Understanding How Match Scores Works

What “Match Score” Means:

For each potential pair, Reltio evaluates your positive match rules. Each rule contributes two numbers you configure: scoreStandalone (the base score if that rule matches) and scoreIncremental (extra points added when other rules also match). The Match Score is calculated as: take the highest scoreStandalone among matched rules, then add the scoreIncremental from every other matched rule that fired. This score helps stewards prioritize review; it does not trigger merges by itself—your rule types/severities and any negative rules govern auto-merge behavior.

Quick Example

If you have:
    •    Rule A (Email exact): 70 standalone, 30 incremental
    •    Rule B (Name+Address fuzzy): 60 standalone, 25 incremental
    •    Rule C (Phone+Name): 50 standalone, 20 incremental

When B and C match: score = max(60,50) + 20 = 80.
When A, B, and C match: score = 70 + 25 + 20 = 115.
Higher scores suggest stronger overall evidence, but merges still follow your configured severities and negative rules.

Important Nuance: Relevance-Based Matching:

If you use Relevance-based matching, the UI shows a Relevance score (0–1) produced by attribute comparators.
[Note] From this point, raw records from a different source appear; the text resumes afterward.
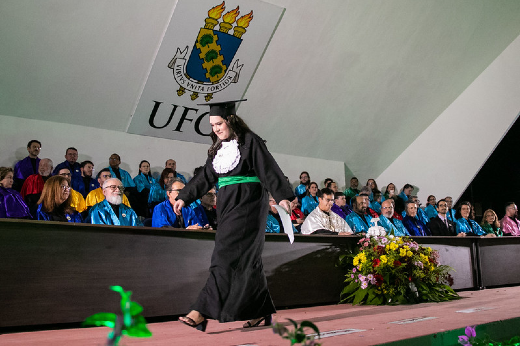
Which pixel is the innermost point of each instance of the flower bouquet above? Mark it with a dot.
(393, 270)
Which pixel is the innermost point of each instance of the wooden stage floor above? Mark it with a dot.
(354, 325)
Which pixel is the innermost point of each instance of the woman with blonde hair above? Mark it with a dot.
(55, 202)
(12, 204)
(490, 223)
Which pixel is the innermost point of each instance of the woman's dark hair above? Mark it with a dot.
(164, 175)
(238, 130)
(149, 172)
(458, 215)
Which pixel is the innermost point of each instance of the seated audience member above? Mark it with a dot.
(451, 212)
(402, 198)
(301, 190)
(76, 199)
(414, 225)
(376, 203)
(71, 158)
(323, 220)
(466, 225)
(111, 211)
(33, 186)
(389, 222)
(96, 196)
(172, 164)
(326, 182)
(28, 166)
(359, 221)
(490, 223)
(143, 182)
(340, 205)
(440, 225)
(371, 183)
(310, 202)
(431, 207)
(55, 202)
(389, 192)
(11, 203)
(206, 212)
(158, 190)
(421, 215)
(509, 223)
(163, 214)
(353, 189)
(89, 183)
(297, 216)
(333, 186)
(274, 222)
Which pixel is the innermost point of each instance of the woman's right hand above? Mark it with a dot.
(177, 207)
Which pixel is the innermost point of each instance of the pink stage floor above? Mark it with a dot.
(349, 325)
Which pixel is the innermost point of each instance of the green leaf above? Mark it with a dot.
(311, 325)
(135, 308)
(106, 319)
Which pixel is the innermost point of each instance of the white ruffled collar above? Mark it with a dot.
(227, 157)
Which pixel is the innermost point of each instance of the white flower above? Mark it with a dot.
(227, 157)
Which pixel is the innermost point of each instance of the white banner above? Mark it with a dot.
(209, 53)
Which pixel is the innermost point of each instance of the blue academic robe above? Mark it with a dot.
(157, 194)
(430, 211)
(469, 226)
(356, 223)
(143, 182)
(126, 179)
(43, 216)
(273, 226)
(397, 228)
(309, 203)
(75, 175)
(163, 216)
(23, 168)
(12, 205)
(103, 214)
(416, 227)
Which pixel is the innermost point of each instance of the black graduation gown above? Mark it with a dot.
(237, 288)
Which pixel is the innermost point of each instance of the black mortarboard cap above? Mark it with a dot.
(223, 108)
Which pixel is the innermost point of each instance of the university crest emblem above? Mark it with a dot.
(210, 67)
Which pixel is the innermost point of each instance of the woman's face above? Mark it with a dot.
(168, 178)
(145, 168)
(490, 218)
(65, 191)
(220, 127)
(7, 182)
(465, 210)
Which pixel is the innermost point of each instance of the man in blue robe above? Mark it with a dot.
(359, 220)
(171, 163)
(111, 211)
(28, 166)
(392, 225)
(71, 156)
(414, 226)
(164, 216)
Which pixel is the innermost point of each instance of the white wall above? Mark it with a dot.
(449, 153)
(97, 145)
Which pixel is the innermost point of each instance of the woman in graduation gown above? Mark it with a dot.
(244, 169)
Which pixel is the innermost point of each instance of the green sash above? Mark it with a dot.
(237, 179)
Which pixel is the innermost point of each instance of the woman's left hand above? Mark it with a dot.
(286, 205)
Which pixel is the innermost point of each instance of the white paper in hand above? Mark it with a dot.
(286, 222)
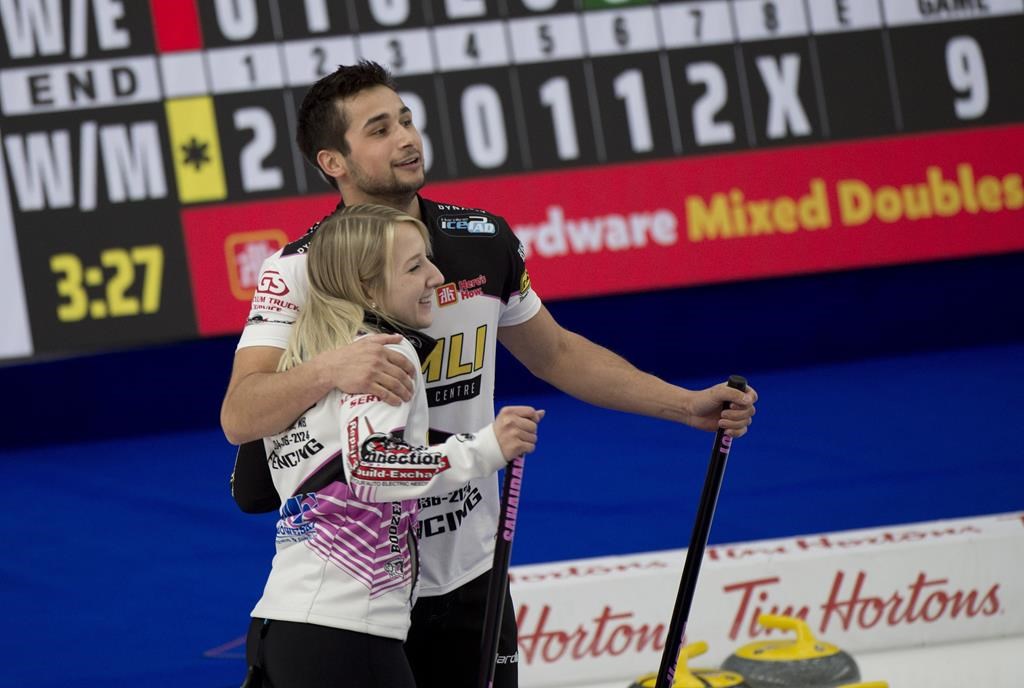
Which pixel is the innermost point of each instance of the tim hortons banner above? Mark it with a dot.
(596, 620)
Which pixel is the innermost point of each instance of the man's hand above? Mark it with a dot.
(705, 411)
(515, 428)
(261, 401)
(368, 367)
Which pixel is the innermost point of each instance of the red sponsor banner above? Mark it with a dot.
(701, 220)
(749, 215)
(226, 245)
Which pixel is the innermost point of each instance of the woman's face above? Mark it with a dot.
(414, 278)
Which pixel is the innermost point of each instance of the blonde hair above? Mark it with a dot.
(349, 262)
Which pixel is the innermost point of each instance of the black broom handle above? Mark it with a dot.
(498, 586)
(694, 552)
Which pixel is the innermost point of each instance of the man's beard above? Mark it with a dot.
(389, 188)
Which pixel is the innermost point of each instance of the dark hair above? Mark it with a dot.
(322, 122)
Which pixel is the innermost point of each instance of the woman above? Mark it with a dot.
(350, 470)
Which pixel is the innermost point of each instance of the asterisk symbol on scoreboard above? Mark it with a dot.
(196, 153)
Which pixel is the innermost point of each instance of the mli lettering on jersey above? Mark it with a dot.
(436, 367)
(37, 27)
(42, 167)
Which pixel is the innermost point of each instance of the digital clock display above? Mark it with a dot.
(147, 164)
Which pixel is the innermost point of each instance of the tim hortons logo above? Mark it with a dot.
(855, 605)
(609, 633)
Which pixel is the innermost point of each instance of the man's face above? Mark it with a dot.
(385, 158)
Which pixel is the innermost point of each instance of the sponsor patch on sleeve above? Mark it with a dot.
(467, 225)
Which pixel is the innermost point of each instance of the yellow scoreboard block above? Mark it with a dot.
(199, 167)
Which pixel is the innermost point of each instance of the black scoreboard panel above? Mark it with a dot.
(497, 87)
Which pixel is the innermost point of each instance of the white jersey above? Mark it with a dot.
(349, 473)
(486, 287)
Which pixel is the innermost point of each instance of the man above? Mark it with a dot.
(358, 133)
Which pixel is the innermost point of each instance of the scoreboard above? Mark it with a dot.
(147, 164)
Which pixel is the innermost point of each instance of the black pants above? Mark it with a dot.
(305, 655)
(443, 644)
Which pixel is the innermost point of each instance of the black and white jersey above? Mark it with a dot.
(486, 287)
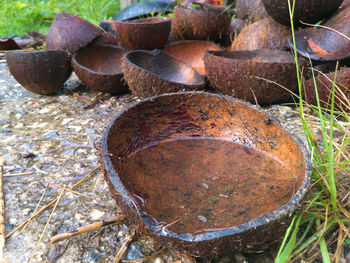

That is a different mechanism from the standalone/incremental scheme above. Don’t mix or compare these numbers across approaches.

Practical Guidance:

Assign a higher scoreStandalone to strict, high-precision rules (e.g., exact email or ID). Use scoreIncremental to reward corroborating evidence from different attributes. Avoid “weaker copies” of existing rules (e.g., a version missing one attribute), which can inflate scores without adding new signal. Treat Match Score as a prioritization tool for stewarding queues; keep merge control in rule severities/negative rules. If you need targeted queues, the Potential Matches API supports filtering by Match Score to focus review on the ranges that matter.